Fig 7. Experimentally observed Wnt and FGF expression and signalling levels.

RNA in-situ hybridization showing expression at 32 hours post fertilization in the PLLP. From top to bottom these are: wnt10a (Wnt ligand), lef1 (Wnt signalling), fgf10a (FGF ligand), fgfR1 (FGF receptors) and pea3 (FGF signalling). The scale bar is 10μm.

Fig 8. The position of the boundary between the leading and trailing zones is parameter dependent.

The four parameters, F₀, F₁, W₀ and W₁ are altered. In the first column the baseline value (X*) has been multiplied by 0.1 and in the last column it has been multiplied by 10. Increasing F₀ (top row) and W₁ (bottom row) results in an increase in the size of the Wnt domain. Conversely, increasing F₁ (second row) and W₀ (third row) results in a decrease in the size of the Wnt domain. Results from the full 3D model after 50 min of simulation time (before the onset of migration).

Fig 9. Successful migration in the discrete cell model.
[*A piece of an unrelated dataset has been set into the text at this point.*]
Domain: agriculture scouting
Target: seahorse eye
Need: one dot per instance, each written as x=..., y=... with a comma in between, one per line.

Simulations of the migrating primordium showing WntR expressing cells (red), FGFR expressing cells (green), WntR and FGFR expressing cells (yellow) and indeterminate cells (grey). Left: at 2 min, Right: at 100 min. Bottom row: concentrations of CXCL12a (red), FGF (green) and Wnt (blue). Parameters as in Table A in Supporting Information S6 Text. Parameter Estimation and Values. See Fig. C in Supporting Information S5 Text. Additional results and details, for a more detailed time sequence and Supporting Information S1 Movie. 3D simulation of PLLP migration, for a 4 hour movie of the simulation results.

Fig 10. Effect of growth rate.

Simulation results for three different growth parameters. Simulation time is 6 hours. As the growth rate is increased, the shape and size of the PLLP becomes distorted, and fails to match experimental observations.
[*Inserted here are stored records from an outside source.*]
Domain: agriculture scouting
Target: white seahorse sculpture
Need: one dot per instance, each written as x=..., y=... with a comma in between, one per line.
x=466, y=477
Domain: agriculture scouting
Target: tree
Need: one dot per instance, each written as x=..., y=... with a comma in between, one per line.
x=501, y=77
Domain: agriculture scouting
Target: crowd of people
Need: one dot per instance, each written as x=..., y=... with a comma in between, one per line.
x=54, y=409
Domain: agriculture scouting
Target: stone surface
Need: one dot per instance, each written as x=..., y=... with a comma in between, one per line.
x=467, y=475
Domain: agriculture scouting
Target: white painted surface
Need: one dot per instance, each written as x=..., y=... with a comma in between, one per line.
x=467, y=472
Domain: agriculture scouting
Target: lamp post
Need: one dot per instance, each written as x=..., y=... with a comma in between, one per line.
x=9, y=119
Fig 11. Recovery after partial ablation.

As in laser ablation from [8], part of the PLLP is removed in the simulation, and recovery observed. Top row: the front segment (WntR active cells) is removed, leaving only FGFR active cells; the PLLP stalls and cannot continue. Middle row: the rear portion is removed, leaving a few FGFR cells behind; the PLLP migration continues. Bottom row: the middle segment is removed. Motion is stalled while the trailing FGFR active cluster catches up with the front. Once the clusters have merged, migration resumes.

Fig 12. Dose response experiment using SU5402.

The FGF receptor blocker SU5402 increases the size of the WntR activity domain in a dose-dependent manner (lef1 used as a marker). The size of the lef1 domain has been normalized relative to the size of the whole PLLP. A Linear regression analysis resulted in y = 0.2005x + 0.515. A one-way ANOVA reveals that the slope is significantly non-zero (0.2005 ± 0.03012). The 95% confidence interval for the slope is 0.1405—0.2605, with R² = 0.3536, and P < 0.0001. These results validate the findings of our model.